Companies generally grant stock options to employees, consultants, or non-employee directors to align their compensation with an increase in company value over time. Prior to the adoption of Section 409A of the Code (“Section 409A”), companies often granted options with an exercise price that was less than the fair market value of the common stock on the date of grant. The enactment of Section 409A, however, greatly reduced the practice of granting discounted options to service providers in the U.S. (“U.S. Service Providers”), because to avoid a 20% additional tax on the options, the options must either be compliant with Section 409A and only exercisable on a Section 409A permissible payment event (i.e., death, disability, separation from service, change in control, a fixed date or fixed schedule), or only exercisable during the short-term deferral period (as discussed in more detail below).

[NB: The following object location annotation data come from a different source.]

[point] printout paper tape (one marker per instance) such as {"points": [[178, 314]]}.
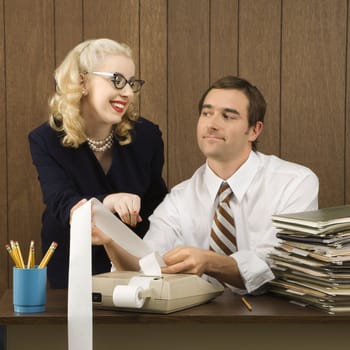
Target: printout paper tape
{"points": [[128, 296], [80, 281]]}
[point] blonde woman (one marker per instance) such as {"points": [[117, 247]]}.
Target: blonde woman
{"points": [[96, 145]]}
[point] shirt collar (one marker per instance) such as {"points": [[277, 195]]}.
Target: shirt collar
{"points": [[239, 181]]}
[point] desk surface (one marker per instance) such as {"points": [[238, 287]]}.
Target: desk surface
{"points": [[227, 308]]}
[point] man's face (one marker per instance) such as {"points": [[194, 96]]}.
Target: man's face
{"points": [[223, 133]]}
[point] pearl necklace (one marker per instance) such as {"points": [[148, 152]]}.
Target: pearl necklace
{"points": [[101, 145]]}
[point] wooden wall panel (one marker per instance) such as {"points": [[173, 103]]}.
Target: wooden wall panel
{"points": [[153, 65], [29, 57], [188, 77], [4, 260], [313, 94], [114, 19], [259, 61], [223, 38], [68, 27], [347, 120]]}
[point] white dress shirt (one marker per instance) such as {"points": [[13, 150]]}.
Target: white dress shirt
{"points": [[264, 185]]}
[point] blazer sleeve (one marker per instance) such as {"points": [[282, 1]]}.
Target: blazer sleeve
{"points": [[58, 188]]}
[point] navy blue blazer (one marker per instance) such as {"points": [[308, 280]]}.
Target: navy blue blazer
{"points": [[67, 175]]}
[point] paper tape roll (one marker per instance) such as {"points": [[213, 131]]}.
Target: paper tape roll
{"points": [[128, 296]]}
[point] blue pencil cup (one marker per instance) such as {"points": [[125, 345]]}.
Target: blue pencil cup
{"points": [[29, 290]]}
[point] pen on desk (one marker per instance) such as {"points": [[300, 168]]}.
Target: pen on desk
{"points": [[31, 256], [47, 255], [247, 305]]}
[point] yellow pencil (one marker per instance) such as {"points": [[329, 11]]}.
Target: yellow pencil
{"points": [[247, 305], [12, 255], [48, 255], [31, 256]]}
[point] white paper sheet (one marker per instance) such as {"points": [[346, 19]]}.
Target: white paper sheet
{"points": [[80, 279]]}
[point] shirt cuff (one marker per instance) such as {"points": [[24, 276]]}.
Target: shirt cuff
{"points": [[254, 271]]}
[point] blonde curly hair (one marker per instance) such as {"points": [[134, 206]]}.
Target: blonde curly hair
{"points": [[65, 116]]}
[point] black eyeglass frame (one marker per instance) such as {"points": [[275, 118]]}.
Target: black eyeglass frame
{"points": [[114, 76]]}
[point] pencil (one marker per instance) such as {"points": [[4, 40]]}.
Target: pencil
{"points": [[14, 252], [12, 255], [31, 256], [19, 254], [247, 305], [47, 255]]}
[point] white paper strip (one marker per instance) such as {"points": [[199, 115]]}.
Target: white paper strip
{"points": [[80, 283], [80, 279]]}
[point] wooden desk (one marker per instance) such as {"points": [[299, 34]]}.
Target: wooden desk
{"points": [[273, 324]]}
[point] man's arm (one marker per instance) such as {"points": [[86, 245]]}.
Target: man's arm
{"points": [[199, 261]]}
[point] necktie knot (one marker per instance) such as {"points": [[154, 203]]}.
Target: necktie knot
{"points": [[225, 193]]}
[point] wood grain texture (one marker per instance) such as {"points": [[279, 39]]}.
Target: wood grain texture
{"points": [[347, 119], [313, 91], [153, 65], [68, 27], [260, 61], [114, 19], [223, 38], [4, 260], [188, 78], [30, 59]]}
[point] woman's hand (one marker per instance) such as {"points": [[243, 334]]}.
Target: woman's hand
{"points": [[126, 205], [75, 207], [98, 237]]}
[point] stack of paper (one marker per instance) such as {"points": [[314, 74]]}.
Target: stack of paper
{"points": [[312, 261]]}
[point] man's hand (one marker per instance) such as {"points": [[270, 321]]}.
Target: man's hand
{"points": [[186, 260]]}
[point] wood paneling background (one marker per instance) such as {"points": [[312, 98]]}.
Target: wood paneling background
{"points": [[296, 51]]}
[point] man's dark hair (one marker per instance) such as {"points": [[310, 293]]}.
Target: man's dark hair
{"points": [[257, 104]]}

Recently, however, the desire to grant discounted options to U.S. Service Providers has resurfaced, especially for global companies where its non-U.S. based employees often are able to receive discounted options under such foreign jurisdiction’s law. In the event a company wants to grant discounted stock options to its U.S. Service Providers, the company should first determine whether its equity plan actually permits the grant of discounted options and whether, if it is a publicly traded company, the exchange on which it is listed permits the grant of discounted options. Assuming both the plan documents and exchange permit the grant of discounted options, any discounted option would need to be structured to either comply with Section 409A or meet a Section 409A exception summarized below:
- Section 409A Compliance: U.S. Service Provider may only exercise the option on the earliest of the following permitted exercise dates: (i) death; (ii) disability; (iii) qualifying separation from service (as defined by Section 409A); (iv) qualifying change in control (as defined by Section 409A); or (v) fixed exercise date.
- Section 409A Exception: Under Section 409A’s short-term deferral exception, the option may only be exercisable up to 2½ months following the end of the tax year in which the vesting occurs (i.e., by March 15th for calendar year tax years).

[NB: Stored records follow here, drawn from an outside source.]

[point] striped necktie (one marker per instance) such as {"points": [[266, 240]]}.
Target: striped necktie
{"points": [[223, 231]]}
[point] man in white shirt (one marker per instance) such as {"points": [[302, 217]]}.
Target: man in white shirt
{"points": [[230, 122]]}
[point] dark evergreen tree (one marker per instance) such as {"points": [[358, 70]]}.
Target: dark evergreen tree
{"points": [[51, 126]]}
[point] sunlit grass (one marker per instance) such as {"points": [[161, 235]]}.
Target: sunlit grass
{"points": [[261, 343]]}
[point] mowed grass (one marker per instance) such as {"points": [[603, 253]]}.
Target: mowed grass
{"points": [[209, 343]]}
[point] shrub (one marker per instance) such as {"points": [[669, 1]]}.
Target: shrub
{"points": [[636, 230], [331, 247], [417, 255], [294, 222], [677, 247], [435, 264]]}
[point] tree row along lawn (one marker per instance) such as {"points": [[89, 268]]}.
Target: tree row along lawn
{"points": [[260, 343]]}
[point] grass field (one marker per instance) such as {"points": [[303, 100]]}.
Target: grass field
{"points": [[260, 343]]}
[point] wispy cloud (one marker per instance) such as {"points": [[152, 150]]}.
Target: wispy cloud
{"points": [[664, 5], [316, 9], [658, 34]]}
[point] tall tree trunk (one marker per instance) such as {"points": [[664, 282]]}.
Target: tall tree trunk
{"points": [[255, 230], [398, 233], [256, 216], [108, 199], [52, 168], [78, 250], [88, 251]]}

Further, in order to comply with Section 409A, if the participant does not exercise the option in the tax year when it first becomes exercisable (or, if relying on the short-term deferral exception, in the short-term deferral period), then the option must be immediately forfeited. Due to the concerns and risks described above concerning granting discounted stock options to U.S. Service Providers, the safer approach is to either avoid the use of discounted stock options or to grant alternative equity awards that do not have the same Section 409A restrictions.